Ensuite: Pour l’Indien né au Pérou, la vue continuelle des howdahs neigeuses des Andes n’engendre point de crainte sauf, peut-être, s’il rêve de la désolation des glaces éternelles qui emprisonnent ces altitudes et que lui vienne cette idée toute naturelle de l’horreur qu’il y aurait à se trouver perdu dans de si inhumaines solitudes. Il en va ainsi du coureur des bois de l’Ouest qui peut contempler, avec une relative indifférence, la prairie couverte de neige jusqu’à l’infini sans que l’ombre d’un arbre, fût-ce d’un rameau, vienne briser l’extase figée de sa blancheur. Il n’en va pas du tout de même du marin qui, dans les mers antarctiques, contemple parfois les puissances du gel et de l’air accomplissant d’une manière infernale quelque tour de magie blanche tandis que, grelottant et à demi naufragé, au lieu de l’arc-en-ciel de l’espérance et de la consolation, il ne voit que le mirage d’un cimetière sans limites dont les monuments de glace efflanqués et les croix brisées se rient de sa misère.

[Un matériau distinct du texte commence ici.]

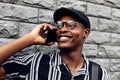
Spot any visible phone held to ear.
[46,28,57,43]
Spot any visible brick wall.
[0,0,120,80]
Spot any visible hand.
[29,23,55,45]
[0,66,5,80]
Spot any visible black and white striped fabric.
[3,50,109,80]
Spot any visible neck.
[61,48,84,69]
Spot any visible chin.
[58,44,71,49]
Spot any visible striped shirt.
[3,50,109,80]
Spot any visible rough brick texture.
[0,0,120,80]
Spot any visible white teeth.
[59,37,69,41]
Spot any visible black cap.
[53,7,90,29]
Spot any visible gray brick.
[19,23,37,36]
[0,20,18,38]
[86,31,110,44]
[89,17,99,30]
[98,45,120,58]
[39,9,54,23]
[56,0,87,13]
[82,44,97,57]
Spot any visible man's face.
[57,16,89,49]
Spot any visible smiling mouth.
[58,36,71,41]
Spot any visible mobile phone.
[46,28,57,43]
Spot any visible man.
[0,7,108,80]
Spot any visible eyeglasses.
[56,20,77,30]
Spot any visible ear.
[84,29,90,38]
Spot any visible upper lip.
[58,35,72,38]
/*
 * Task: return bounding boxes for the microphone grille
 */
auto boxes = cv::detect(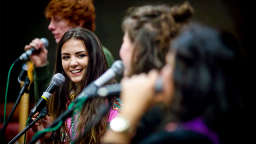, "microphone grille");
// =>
[111,60,124,75]
[52,73,65,86]
[40,38,49,47]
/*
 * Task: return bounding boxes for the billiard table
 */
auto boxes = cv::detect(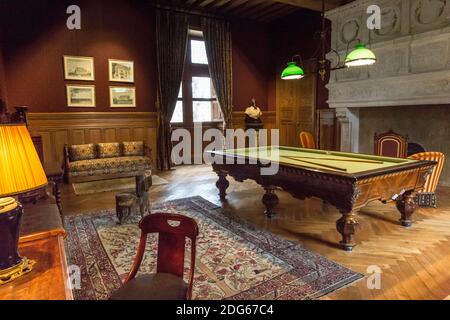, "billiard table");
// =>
[210,146,436,251]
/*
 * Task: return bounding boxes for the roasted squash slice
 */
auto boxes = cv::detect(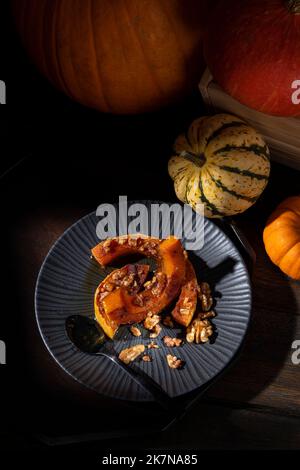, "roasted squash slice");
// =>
[94,264,150,338]
[92,237,186,338]
[171,260,198,326]
[92,234,161,266]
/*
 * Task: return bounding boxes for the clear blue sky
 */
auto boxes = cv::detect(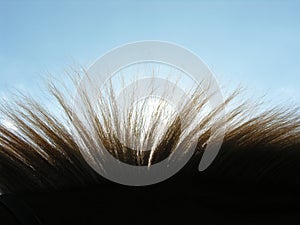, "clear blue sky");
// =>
[0,0,300,106]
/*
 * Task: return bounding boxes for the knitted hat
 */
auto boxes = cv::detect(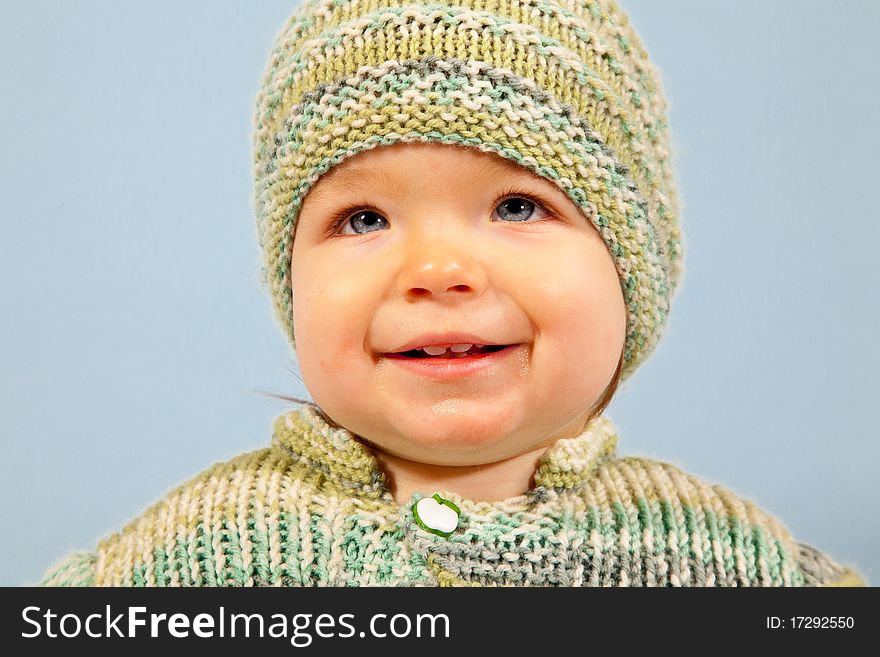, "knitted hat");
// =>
[254,0,683,379]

Mais, vas-tu penser, ce chapitre de céruse sur la blancheur n’est que le pavillon blanc hissé par une âme poltronne, tu rends les armes à l’hypocondrie, Ismaël.
Dites-moi pourquoi ce jeune et vigoureux poulain qui a vu le jour dans une vallée paisible du Vermont, loin de toutes bêtes de proie, si, au jour le plus radieux, vous agitez seulement derrière lui la peau d’un bison fraîchement tué, de façon à ce qu’il ne puisse la voir mais que seule lui parvienne sa sauvage odeur de musc, pourquoi tressaillira-t-il, renâclera-t-il, et, les yeux exorbités, grattera-t-il le sol dans les transes de la terreur? Sa verte terre natale du nord ne lui accorde aucun souvenir de cornes meurtrières, et l’étrange parfum musqué ne peut lui rappeler aucun danger connu, que sait-il, en effet, ce poulain de Nouvelle-Angleterre, des bisons noirs du lointain Orégon?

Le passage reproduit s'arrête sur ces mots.